Calculating square roots without a calculator

Question

Can anyone help me calculate $\large{\sqrt{\frac{4}{11}}=\sqrt{0.\overline{36}}}$ using the digit by digit method?

Answer 1

Let's start with the approximation $\dfrac 4{11}\approx 0.36363636$ that we multiply by $100^{\,4}$ to get an integer (this is not an obligation but somewhat simplifies the discussion).

If we want the square root of $N$ and know that $a^2 \le N <(a+1)^2$ then the next digit $d$ must verify $$(10a+d)^2 \le 100 N <(10a+d+1)^2$$ Since we want $\;100a^2+20ad+d^2\le 100 N\;$ we are searching the largest digit $d$ such that $$(20a+d)\,d\le 100\,(N-a^2)$$ At the next iteration $a$ will be given by $\,a'=10a+d\,$ and we may continue the operations.

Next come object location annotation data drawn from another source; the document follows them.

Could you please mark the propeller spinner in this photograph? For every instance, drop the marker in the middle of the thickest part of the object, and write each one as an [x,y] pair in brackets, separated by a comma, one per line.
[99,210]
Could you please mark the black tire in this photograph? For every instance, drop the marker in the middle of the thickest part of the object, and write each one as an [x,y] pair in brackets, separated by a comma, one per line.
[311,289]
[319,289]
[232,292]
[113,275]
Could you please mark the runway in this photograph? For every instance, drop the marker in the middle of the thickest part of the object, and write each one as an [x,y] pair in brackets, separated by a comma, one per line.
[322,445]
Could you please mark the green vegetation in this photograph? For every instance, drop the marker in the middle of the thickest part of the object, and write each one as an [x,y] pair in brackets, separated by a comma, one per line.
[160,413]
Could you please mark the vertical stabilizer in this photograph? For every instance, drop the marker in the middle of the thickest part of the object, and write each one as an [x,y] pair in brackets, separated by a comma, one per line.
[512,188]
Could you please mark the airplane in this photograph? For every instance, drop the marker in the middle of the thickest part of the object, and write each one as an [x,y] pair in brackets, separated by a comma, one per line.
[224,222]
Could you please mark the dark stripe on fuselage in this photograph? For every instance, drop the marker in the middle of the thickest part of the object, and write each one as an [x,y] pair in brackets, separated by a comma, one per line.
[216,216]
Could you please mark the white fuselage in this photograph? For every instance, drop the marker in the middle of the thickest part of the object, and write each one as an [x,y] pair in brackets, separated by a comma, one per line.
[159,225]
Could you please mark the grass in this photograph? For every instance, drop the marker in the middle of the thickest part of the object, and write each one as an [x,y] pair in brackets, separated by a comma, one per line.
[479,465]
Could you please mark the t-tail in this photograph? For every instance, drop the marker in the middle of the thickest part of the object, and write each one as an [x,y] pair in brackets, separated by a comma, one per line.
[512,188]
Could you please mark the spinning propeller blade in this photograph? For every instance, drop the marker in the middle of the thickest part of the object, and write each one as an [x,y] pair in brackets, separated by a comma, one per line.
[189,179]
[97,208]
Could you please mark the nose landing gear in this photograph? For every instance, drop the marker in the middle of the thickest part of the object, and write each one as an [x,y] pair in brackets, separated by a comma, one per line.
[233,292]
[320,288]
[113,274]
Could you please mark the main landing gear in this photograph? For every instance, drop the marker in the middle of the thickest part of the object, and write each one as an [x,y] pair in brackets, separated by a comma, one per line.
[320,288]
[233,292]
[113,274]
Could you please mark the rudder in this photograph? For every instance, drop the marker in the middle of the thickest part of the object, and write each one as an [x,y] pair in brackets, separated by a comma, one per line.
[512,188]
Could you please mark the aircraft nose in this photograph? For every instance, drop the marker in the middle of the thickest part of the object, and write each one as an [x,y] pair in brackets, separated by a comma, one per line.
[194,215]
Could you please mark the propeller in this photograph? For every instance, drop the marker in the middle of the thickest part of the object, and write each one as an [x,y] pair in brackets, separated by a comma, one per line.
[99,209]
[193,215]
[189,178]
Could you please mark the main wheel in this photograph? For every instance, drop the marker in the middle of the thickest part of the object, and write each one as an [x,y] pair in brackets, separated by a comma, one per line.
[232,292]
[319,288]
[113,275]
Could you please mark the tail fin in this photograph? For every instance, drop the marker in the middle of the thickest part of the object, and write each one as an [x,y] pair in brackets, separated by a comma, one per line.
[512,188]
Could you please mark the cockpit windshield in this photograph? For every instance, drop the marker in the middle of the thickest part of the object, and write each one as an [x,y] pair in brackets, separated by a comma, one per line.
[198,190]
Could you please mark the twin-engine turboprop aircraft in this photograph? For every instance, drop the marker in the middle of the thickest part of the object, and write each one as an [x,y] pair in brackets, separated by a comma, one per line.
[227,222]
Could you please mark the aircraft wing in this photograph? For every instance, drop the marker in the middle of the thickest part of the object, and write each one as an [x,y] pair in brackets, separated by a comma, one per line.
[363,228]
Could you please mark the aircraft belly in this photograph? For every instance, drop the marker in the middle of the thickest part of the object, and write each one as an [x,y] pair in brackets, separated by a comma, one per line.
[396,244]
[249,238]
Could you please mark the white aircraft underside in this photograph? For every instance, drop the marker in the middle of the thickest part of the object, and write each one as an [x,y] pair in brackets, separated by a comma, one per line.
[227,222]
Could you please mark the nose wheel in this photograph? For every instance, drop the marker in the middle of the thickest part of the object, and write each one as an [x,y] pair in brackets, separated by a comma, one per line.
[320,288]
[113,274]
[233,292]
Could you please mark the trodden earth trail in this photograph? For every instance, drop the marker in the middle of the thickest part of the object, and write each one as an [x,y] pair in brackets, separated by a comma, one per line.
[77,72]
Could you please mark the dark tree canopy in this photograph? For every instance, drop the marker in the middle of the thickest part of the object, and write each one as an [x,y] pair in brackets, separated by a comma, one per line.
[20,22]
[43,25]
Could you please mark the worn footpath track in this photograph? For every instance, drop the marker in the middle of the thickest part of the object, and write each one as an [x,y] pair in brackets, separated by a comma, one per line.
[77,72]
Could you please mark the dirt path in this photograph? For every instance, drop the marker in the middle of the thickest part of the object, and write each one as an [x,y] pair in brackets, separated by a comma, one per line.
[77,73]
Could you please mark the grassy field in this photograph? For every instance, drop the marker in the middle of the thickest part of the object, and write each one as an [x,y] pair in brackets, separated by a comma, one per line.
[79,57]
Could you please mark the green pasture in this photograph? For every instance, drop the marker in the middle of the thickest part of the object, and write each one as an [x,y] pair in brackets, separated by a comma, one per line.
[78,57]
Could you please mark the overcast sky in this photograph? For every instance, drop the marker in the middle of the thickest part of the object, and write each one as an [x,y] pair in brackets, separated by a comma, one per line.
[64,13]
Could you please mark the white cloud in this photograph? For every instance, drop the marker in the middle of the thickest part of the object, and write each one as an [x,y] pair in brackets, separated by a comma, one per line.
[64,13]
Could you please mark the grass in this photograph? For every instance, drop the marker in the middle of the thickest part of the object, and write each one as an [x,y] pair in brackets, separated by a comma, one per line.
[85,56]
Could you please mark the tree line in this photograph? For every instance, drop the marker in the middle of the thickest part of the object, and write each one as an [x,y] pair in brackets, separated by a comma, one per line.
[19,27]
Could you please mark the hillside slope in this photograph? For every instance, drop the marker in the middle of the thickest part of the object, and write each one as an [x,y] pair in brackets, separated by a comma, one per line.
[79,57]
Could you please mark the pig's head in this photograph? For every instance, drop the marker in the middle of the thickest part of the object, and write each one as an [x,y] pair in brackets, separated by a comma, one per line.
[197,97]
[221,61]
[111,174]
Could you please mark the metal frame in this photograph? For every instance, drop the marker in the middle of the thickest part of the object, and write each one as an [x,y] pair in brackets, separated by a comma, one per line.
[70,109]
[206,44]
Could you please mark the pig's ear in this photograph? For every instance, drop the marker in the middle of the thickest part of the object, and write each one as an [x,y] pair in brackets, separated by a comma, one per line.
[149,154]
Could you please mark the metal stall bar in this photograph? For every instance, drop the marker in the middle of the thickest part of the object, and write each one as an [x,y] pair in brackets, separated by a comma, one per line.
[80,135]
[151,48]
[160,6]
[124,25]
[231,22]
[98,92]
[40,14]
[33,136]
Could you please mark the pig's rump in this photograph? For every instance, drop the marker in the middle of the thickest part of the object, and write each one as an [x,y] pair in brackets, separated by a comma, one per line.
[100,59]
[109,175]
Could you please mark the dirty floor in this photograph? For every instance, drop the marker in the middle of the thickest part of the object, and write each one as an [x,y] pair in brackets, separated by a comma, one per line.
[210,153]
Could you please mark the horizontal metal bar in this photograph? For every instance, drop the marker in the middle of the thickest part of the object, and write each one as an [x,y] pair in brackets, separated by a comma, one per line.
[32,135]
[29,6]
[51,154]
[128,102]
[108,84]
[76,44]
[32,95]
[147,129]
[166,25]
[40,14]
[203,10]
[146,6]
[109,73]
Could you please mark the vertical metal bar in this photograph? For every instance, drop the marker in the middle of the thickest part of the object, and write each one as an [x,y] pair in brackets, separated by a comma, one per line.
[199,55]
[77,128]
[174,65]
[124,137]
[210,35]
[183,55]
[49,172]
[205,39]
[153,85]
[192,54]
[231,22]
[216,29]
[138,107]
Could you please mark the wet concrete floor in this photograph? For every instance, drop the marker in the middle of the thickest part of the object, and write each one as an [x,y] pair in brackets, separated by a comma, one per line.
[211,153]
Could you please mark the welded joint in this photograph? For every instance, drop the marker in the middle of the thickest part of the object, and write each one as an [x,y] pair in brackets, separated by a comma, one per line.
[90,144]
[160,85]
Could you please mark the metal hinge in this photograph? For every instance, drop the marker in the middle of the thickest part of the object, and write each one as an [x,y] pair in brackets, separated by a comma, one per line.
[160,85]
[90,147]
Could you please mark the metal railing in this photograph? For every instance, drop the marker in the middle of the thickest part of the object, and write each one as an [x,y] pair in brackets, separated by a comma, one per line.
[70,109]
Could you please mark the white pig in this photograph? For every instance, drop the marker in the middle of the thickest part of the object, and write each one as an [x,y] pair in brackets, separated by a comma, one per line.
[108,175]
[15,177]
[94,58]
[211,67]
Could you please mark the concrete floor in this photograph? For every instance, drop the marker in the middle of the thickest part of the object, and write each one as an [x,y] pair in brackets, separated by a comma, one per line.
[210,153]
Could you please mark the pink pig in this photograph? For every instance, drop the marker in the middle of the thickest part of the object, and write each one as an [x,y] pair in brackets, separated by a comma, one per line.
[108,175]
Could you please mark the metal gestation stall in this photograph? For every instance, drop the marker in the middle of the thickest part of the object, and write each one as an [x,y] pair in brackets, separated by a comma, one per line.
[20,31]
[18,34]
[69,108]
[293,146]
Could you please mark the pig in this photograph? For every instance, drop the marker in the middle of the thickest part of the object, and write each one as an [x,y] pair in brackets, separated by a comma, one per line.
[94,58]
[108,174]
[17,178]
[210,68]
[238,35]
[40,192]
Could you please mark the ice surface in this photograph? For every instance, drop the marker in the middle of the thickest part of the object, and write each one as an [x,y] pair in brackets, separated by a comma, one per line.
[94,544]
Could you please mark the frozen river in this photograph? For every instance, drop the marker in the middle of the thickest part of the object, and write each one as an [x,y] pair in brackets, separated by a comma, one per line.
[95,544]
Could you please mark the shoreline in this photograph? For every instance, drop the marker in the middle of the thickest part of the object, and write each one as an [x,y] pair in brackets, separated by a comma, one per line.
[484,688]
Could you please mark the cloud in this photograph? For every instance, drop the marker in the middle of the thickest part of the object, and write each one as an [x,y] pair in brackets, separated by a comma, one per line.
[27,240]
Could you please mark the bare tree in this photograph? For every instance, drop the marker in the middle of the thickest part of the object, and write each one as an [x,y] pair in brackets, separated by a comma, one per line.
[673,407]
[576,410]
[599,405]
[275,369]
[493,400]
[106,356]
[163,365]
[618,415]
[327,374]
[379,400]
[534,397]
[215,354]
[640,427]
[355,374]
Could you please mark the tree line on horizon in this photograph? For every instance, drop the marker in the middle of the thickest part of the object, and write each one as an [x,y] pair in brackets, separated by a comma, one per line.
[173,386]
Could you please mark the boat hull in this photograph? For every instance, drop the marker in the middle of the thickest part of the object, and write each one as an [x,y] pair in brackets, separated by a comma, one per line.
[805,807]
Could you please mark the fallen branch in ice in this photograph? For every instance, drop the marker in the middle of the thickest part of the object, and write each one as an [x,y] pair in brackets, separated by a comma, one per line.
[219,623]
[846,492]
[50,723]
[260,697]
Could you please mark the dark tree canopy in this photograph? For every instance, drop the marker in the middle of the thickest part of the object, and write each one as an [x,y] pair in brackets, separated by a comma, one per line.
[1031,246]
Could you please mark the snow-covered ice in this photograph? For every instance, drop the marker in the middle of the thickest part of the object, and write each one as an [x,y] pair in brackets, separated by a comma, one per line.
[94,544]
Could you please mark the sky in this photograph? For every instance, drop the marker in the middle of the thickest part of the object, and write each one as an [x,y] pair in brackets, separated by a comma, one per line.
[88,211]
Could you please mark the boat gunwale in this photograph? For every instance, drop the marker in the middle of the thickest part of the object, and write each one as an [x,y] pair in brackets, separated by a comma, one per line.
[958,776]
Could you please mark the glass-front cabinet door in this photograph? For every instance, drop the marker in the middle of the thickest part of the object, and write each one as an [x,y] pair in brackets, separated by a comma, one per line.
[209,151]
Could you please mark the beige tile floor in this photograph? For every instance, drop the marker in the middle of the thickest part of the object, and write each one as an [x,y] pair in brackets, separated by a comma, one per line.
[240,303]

Here we start with $\,a=6\,$ and get :

\begin{array} {r|ll} \color{#ff00ff}{36}.36.36.36 & 6\\ \hline \\ \underline{-\color{#ff00ff}{36}.00.00.00\;} & \color{#ff0000}{6}&\text{the largest integer which square is smaller than}\ \color{#ff00ff}{36}\\ \color{#ff00ff}{36}.36.36 & 12d\times d&\text{the largest $d$ such that this is smaller than $\color{#ff00ff}{36}$ is $\ d=\color{#ff0000}{0}$}\\ \underline{-\color{#ff00ff}{00}.00.00\;} & \color{#ff0000}{60}&\text{(partial result)}\\ \color{#ff00ff}{36.36}.36 & 120d\times d&\text{the largest $d$ such that this is smaller than $\color{#ff00ff}{3636}$ is $\ d=\color{#ff0000}{3}$}\\ \underline{-\color{#ff00ff}{36.09}.00\;} & \color{#ff0000}{603}&\text{(partial result)}\\ \color{#ff00ff}{27.36} & 1206d\times d&\text{the largest $d$ such that this is smaller than $\color{#ff00ff}{2736}$ is $\ d=\color{#ff0000}{0}$}\\ \underline{-\color{#ff00ff}{00.00}\;}&\color{#ff0000}{6030}\\ \color{#ff00ff}{} \end{array} If we want more precision we could continue with $\;\color{#ff00ff}{27.36.36}\;$ at the left to get the next digit $d=2$ and the solution $\sqrt{\dfrac 4{11}}\approx 0.60302$.

Answer 2

$x=0.3636\ldots$

$100x=36.3636\ldots$

This implies that

$99x=36$

$x=\frac{36}{99}$

$\sqrt{x}=\frac{6}{3\sqrt{11}}$

$\sqrt{x}=\frac{2}{\sqrt{11}}$

As for calculating $\sqrt{11}$, there are two ways I have in mind right now:

1) Successive approximations:

$3^2<11<4^2$, so you pick 3.

Then you try $3.5^2$ and see it's above $11$, so you try $3.4^2$ which is again above $11$.

However, $3.3^2<11$ so you got $\sqrt{11}$ to be accurate by one decimal digit ($3.3$). You continue similarly for as much as you want.

2) You use the taylor series of $\sqrt{x}$ about $x=9$

$\sqrt{11}=3+\frac{11-9}{6}-\frac{(11-9)^2}{216}+\frac{(11-9)^3}{3888}\ldots$

Answer 3

In base 10 it goes like this:

Look at the first two digits. Find the greatest digit $x$ with $x^2 \leq 36$, this is $6$. That is the first digit. There is no remainder to carry in this case, because $6^2=36$.

Because there is no remainder we just look at the next two digits, but now we need to find the greatest digit $x$ with $x(20 \cdot 6+x) \leq 36$. (This $6$ is the part of the root that we have already found, ignoring the decimal point.) This is $0$. That is the second digit. Now there is a remainder of $36$.

Carrying the remainder and throwing in two more digits to the right of it, you get $3636$, and you need the greatest digit $x$ with $x(20 \cdot 60+x) \leq 3636$. This is $3$. That is the third digit. You have a remainder of $27$, you carry that and continue.

Finding where the decimal point goes is a separate, but easier, part of the problem. Do you know how to do that? Once you've taken care of that, what we've done so far says that the first three significant digits are given by $0.603$. For comparison the answer from Windows calculator is $0.60302268915552724529362413394012$.

You can see more details at https://en.wikipedia.org/wiki/Methods_of_computing_square_roots#Decimal_.28base_10.29 One thing that might not be obvious is where this seemingly magic "20" came from. It is not magic: it is the "2" in the formula $(a+b)^2=a^2+2ab+b^2$, multiplied by the base of the number system that we choose to use.